Apparently it's regional as well. My last job was editing educational material from India for a U.S. audience. They had a whole lesson about words with no vowels, like "rhythm," because y is always considered a consonant in India. We had to scrap the whole lesson because in the U.S. y is "sometimes" a vowel.
In all my years of being in school in Britain, "y" was absolutely never considered a vowel, as you mention words like myth were considered to have no vowels. If someone said to me the vowels are a e i o u y and look at them very funny indeed.
I find that the ones that start with vowels are the hardest, since you don’t have that beginning sound to get you on the right track. Good quiz, though. I had a lot fun trying to figure out the answers, even if I didn’t get them all.
It makes sense that 'okra' is the least gotten answer considering that most people probably don't even know that it's a vegetable. Especially not Americans.
Y functions as a vowel when it makes a vowel sound such as the long e sound in celery. It functions as a consonant when it makes the sound of y in yellow.
"U" does not function as a consonant in squash. In English, we can blend together two vowel sounds to make a diphthong. A diphthong is essentially a single syllable that carries two separate vowel sounds. In squash, you are likely making a long /oo/ followed by /aw/, but blending them together into one syllable. Japanese is an example of a language that does not typically use diphthongs (which is why English haikus are wrong and stupid).
For the record, any letter that creates a syllable has to be considered a vowel. In celery, the "y" clearly is a syllable. Cel-er-y.
W can actually function as a vowel sometimes, like in "town". There is a reason it's called "double U", after all. In fact, the "Huwat" way of pronouncing "What" almost makes that "W" into a vowel sound. But with "wash", you notice that your lips purse to make a "wuh" sound, but in squash you're opening your lips to make more of a "oo-aw" sound. The consonant "Q" being there changes the way your mouth forms the sounds.
I missed that one aswell I was thinking patat many times (which are fries in english) eventhough I tried to get it out of my head, maybe I shouldn't have.. and think more about the word, and what fries are made of, man..
I also missed corn, which ok, if I am gonna miss one, I am fine it is that one, but, I actually kept thinking of acorn! It really should have dawned on me haha
That last letter is not used as a consonant there. Make sure that when you listen to what your teachers say in school, you listen to both halves of the lesson.
I'm totally baffled by this quiz.
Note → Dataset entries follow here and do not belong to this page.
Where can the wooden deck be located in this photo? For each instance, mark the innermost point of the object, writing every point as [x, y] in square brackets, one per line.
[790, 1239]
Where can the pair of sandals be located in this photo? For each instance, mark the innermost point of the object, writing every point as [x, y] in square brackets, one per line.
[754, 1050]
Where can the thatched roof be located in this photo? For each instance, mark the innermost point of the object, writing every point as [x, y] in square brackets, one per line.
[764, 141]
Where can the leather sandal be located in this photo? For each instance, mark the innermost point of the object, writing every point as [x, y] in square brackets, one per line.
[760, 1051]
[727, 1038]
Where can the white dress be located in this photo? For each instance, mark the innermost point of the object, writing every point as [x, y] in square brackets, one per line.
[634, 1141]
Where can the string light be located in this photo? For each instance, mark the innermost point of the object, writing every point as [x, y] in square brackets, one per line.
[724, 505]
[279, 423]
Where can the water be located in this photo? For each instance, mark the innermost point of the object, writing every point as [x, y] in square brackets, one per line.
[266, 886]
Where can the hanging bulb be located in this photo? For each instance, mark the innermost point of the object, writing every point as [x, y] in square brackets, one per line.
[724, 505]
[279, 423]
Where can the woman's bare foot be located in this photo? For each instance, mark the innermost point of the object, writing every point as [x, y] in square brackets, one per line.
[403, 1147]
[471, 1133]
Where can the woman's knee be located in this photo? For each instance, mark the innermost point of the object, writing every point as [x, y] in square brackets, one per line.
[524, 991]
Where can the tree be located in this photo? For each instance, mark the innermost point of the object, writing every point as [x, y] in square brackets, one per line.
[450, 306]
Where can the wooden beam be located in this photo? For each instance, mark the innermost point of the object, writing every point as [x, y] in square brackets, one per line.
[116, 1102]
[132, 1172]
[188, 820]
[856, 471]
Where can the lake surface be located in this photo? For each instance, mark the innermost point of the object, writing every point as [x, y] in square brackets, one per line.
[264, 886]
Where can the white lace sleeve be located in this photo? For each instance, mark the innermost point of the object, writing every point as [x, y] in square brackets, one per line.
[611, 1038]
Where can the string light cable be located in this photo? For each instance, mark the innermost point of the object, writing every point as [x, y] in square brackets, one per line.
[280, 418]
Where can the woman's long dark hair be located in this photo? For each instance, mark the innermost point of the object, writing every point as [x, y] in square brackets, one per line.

It says the quiz is regarding missing vowels and yet, in the body of the frame, it shows the consonants that are missing.
Also included are collard greens, kohlrabi, and brussels sprouts. I served fresh kohlrabi from my garden last night, and considering what brassicas do to my husband after he eats them, I don't find anything about them funny, fact or otherwise, but he quite enjoys them. :)
Technically, fruit is a botanical category relating to how a plant disseminates its seeds, while vegetable just means the edible parts of plants. Since the two categories don't at all correlate, it's usually not very helpful to ask whether something is a fruit "or" a vegetable. The only real benefit in making a distinction there is a culinary one.
If we are therefore going to pretend that fruit is a culinary contrast to vegetable, then squash would pretty clearly be on the vegetable side of the equation. Otherwise, it's just both.
"Fruit" has two definitions, a botanical one, which is pretty strictly defined, and a culinary one, which is very loosely defined. "Vegetable" has no botanical definition whatsoever, only a loose culinary one so when someone says that a certain thing is a vegetable they must be speaking culinarily. And a squash is culinarily a vegetable, even if it is botanically a fruit.
TL;DR: "Fruit" and "vegetable" are not mutually exclusive terms.
:D
For the record, any letter that creates a syllable has to be considered a vowel. In celery, the "y" clearly is a syllable. Cel-er-y.
I also missed corn, which ok, if I am gonna miss one, I am fine it is that one, but, I actually kept thinking of acorn! It really should have dawned on me haha
Corn generally refers to a completely different cereal crop.
If we are therefore going to pretend that fruit is a culinary contrast to vegetable, then squash would pretty clearly be on the vegetable side of the equation. Otherwise, it's just both.
TL;DR: "Fruit" and "vegetable" are not mutually exclusive terms.